In the late 1970s, when off duty, Watkins would perform as Simone in Army clubs throughout Europe. “Perry Watkins was not going to let a little thing like the Army get in the way of his show-business career,” Shilts wrote.

But in 1981, the military adopted a more stringent policy on homosexual service members. The Army began proceedings to oust Watkins and he was forced out at the expiration of his enlistment in 1984.

“For 16 years the Army said being homosexual wasn’t detrimental to my job,” Watkins said in a 1988 interview. “Then, after the fact, they said it was.
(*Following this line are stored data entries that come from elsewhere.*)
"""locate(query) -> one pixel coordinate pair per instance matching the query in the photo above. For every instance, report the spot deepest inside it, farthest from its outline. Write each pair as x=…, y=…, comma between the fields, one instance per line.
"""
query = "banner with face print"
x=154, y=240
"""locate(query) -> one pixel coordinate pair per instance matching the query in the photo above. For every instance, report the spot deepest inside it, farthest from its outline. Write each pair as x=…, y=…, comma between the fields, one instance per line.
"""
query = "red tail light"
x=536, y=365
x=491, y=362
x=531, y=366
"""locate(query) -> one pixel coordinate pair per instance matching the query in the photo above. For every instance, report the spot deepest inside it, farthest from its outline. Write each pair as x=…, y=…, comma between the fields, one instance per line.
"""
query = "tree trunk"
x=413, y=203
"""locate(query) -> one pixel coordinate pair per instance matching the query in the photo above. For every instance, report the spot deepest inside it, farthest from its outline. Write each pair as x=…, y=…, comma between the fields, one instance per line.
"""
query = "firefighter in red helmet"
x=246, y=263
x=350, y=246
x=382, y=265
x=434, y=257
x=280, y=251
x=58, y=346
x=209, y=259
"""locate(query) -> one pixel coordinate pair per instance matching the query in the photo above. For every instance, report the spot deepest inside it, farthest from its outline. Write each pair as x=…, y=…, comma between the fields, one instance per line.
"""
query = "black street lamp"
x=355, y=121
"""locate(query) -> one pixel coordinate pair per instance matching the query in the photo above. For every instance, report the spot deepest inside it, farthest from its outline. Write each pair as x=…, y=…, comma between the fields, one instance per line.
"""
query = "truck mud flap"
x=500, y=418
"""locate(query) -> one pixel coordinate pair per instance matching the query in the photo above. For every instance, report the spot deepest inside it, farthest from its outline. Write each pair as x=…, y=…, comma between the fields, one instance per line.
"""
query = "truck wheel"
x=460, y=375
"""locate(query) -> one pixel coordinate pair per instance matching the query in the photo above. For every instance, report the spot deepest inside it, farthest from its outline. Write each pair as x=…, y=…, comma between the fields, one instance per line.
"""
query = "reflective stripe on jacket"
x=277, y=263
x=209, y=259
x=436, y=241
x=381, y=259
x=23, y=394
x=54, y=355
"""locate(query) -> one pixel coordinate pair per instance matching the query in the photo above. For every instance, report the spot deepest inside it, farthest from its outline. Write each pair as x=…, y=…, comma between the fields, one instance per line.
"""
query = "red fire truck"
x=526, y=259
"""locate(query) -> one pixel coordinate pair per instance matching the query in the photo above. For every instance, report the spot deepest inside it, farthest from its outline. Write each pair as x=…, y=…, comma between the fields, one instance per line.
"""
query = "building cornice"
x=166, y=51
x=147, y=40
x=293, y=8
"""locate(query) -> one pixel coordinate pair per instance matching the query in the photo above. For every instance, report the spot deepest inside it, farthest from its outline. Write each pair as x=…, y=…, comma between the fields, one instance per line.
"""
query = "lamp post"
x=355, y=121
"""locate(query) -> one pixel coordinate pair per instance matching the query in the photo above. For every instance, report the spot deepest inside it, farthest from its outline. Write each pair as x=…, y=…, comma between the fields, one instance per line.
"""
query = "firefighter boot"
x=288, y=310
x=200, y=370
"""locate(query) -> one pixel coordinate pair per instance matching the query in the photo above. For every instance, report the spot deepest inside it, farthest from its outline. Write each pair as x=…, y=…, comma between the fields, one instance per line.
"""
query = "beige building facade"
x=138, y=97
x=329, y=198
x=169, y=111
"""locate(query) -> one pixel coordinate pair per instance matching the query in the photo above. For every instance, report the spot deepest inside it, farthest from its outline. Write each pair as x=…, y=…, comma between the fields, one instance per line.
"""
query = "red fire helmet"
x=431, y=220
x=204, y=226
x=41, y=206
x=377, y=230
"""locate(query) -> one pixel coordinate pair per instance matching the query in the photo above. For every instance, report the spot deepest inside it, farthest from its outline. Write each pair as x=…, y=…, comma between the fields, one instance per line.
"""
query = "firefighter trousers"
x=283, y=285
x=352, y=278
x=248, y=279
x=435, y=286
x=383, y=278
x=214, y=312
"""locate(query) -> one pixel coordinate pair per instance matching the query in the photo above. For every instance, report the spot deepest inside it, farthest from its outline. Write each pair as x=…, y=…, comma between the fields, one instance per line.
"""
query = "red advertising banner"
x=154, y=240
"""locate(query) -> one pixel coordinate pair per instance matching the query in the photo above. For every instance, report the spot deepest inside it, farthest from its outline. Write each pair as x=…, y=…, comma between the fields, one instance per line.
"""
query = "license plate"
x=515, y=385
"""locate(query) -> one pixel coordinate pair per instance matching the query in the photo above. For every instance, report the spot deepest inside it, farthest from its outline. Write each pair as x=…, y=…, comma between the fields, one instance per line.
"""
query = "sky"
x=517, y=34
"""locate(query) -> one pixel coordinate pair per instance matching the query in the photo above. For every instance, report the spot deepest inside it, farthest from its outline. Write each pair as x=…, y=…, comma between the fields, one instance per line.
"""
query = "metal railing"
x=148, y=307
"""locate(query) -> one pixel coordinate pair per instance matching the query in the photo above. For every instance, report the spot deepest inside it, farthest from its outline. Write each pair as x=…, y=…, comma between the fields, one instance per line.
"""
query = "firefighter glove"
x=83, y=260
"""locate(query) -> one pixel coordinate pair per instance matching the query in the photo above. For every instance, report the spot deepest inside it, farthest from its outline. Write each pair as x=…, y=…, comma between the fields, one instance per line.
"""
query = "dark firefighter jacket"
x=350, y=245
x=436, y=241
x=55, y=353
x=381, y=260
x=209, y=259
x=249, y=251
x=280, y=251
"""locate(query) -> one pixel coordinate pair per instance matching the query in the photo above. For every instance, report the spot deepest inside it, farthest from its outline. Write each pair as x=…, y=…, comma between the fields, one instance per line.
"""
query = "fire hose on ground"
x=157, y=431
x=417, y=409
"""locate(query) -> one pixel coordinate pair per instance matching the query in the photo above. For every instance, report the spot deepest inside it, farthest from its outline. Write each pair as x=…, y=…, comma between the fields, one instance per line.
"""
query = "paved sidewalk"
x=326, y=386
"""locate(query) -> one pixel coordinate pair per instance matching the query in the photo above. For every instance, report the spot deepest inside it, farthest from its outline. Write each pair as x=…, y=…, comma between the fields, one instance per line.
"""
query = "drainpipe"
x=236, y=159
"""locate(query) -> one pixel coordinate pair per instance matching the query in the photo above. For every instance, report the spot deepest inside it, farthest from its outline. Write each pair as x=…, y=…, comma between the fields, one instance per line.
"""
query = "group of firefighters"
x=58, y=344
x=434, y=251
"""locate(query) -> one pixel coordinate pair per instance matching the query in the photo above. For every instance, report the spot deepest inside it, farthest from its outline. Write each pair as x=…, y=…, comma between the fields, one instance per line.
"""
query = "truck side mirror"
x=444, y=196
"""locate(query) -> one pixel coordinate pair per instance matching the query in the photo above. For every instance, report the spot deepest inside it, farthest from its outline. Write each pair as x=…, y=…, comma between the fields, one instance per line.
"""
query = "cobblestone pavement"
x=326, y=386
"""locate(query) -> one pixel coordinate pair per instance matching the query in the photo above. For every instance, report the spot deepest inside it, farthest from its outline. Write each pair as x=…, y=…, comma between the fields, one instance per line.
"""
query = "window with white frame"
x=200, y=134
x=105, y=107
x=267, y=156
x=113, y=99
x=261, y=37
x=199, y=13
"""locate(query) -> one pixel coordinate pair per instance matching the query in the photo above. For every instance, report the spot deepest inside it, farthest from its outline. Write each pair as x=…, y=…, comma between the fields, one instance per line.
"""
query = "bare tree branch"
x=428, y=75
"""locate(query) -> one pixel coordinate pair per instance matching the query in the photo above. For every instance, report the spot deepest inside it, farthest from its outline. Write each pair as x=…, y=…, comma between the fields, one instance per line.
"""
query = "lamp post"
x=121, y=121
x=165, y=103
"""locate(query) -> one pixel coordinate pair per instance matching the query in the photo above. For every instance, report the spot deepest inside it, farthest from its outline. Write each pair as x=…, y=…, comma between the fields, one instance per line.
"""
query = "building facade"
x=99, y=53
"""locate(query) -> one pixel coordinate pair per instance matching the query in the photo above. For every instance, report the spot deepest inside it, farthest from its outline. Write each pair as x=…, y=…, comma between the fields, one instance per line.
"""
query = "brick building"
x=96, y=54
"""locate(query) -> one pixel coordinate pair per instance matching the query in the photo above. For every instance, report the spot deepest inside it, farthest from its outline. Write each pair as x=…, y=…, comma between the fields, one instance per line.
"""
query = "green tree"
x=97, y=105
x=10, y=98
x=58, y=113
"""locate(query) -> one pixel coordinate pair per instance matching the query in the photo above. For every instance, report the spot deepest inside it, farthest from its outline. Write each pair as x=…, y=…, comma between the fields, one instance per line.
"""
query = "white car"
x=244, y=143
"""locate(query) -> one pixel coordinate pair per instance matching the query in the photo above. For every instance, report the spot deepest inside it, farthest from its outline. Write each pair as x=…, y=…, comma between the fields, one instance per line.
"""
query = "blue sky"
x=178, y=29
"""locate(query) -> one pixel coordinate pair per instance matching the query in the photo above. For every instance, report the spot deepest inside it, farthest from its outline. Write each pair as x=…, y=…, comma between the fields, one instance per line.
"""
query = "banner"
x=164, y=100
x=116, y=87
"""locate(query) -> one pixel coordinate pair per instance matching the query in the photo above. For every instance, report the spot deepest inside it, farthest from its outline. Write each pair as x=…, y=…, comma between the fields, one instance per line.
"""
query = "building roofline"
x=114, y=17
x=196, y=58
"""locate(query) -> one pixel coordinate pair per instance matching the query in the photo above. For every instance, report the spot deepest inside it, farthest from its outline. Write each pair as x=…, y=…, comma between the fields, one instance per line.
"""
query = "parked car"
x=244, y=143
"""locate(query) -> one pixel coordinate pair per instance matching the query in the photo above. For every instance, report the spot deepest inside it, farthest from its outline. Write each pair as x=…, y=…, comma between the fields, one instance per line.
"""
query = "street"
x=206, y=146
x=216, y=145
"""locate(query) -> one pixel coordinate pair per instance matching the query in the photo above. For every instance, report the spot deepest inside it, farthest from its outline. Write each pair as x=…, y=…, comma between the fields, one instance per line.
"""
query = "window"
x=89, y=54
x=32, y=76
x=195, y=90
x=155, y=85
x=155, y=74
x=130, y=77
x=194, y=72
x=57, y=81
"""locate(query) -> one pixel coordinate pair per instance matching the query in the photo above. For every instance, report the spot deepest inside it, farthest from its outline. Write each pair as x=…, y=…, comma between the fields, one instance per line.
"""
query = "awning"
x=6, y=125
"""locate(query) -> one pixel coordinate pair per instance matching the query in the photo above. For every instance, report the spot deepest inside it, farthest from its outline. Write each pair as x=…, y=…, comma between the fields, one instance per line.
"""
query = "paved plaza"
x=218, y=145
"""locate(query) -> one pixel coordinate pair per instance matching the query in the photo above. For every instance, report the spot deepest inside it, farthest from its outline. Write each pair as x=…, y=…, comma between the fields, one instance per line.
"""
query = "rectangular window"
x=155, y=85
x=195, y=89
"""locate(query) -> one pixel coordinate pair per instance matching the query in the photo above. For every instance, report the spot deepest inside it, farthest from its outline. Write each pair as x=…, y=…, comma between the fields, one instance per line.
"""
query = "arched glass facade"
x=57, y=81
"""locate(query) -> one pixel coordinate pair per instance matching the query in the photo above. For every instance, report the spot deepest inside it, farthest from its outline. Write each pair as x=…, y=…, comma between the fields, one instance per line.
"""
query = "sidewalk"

Logic is a lost art in the Army.”

In 1989, the Ninth U.S. Circuit Court of Appeals in San Francisco, voting 7-4, ordered the Army to allow Watkins re-enlist. The court did not tackle the broad question of whether homosexuals ought to be permitted to serve but rather cited the fact that Watkins had been permitted to re-enlist.

Judge Harry Pregerson said the court’s ruling would “simply require the Army to continue to do what it has repeatedly done for 14 years with only positive results: re-enlist a single soldier with an exceptionally outstanding military record.”

The Bush administration appealed the ruling but in November 1990 the Supreme Court let it stand, handing Watkins his victory.

Rather than re-enlist, however, Watkins settled the case a year later, receiving retroactive pay of about $135,000, full retirement benefits, an honorable discharge and a retroactive promotion from staff sergeant to sergeant first class.

For the past two years, Watkins had been collaborating with a childhood friend, Gary McGill, on a screenplay about his life. The script, “Sovereign Immunity,” has been optioned to Tyhurst Productions in Los Angeles, McGill said Wednesday.

Watkins spoke to groups ranging from Reserve Officer Training Corps programs to therapists learning how to deal with terminally ill patients.

Watkins is survived by his parents and a sister but Jesch and McGill said the family members did not want to be identified publicly.